Figure C: Representative multi-brand motor insurance heirarchical structure.
In addition to the above use-cases, there are also benefits for high variability multi-item policies (such as car fleets or multi-property small-medium enterprises), as well as IT and usability benefits by reducing size and complexity of data tables, by not having to duplicate sparse attributes across all items (e.g. claims and convictions data).
Working with hierarchical data structures is not without its challenges. From data management perspective there is the obvious overhead of maintaining several data tables with their linkage. This could result in what would be simple row operations in flat data tables to become complicated SQL exercises which can involve inter-table queries, loops and aggregations. From the analytical perspective, drawbacks concentrate mainly around the need to maintain a clear distinction between hierarchies. Not every interaction between data attributes is viable, and users must keep a close eye on which analytical operation is performed on which level of the data. A deep understanding of the mathematical as well as the business logic is required to keep track of “what goes where”. However, in spite of these limitations and in some cases considerable ELT and analytical overhead, using hierarchical data structures reduces overall complexity, or in some cases, allows for analytical modeling approaches impossible any other way.

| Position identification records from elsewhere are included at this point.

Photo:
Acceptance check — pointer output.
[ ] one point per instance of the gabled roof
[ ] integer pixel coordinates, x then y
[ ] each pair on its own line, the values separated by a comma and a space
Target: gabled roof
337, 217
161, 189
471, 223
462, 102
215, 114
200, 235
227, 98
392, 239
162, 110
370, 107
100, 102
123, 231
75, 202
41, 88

To know if hierarchical data structures are right for you, we encourage you to contact the Earnix Professional Services team, who can help you with understanding the use-cases which might be applicable to you, and guide you through if and how these can empower your analytical team.
Lastly, while hierarchical data structures can assist with a wide variety of business problems, you may still find yourself tripping over misplaced shoes in the dim of night, since as advanced as predictive analytics has gotten, children behavior is still a conundrum.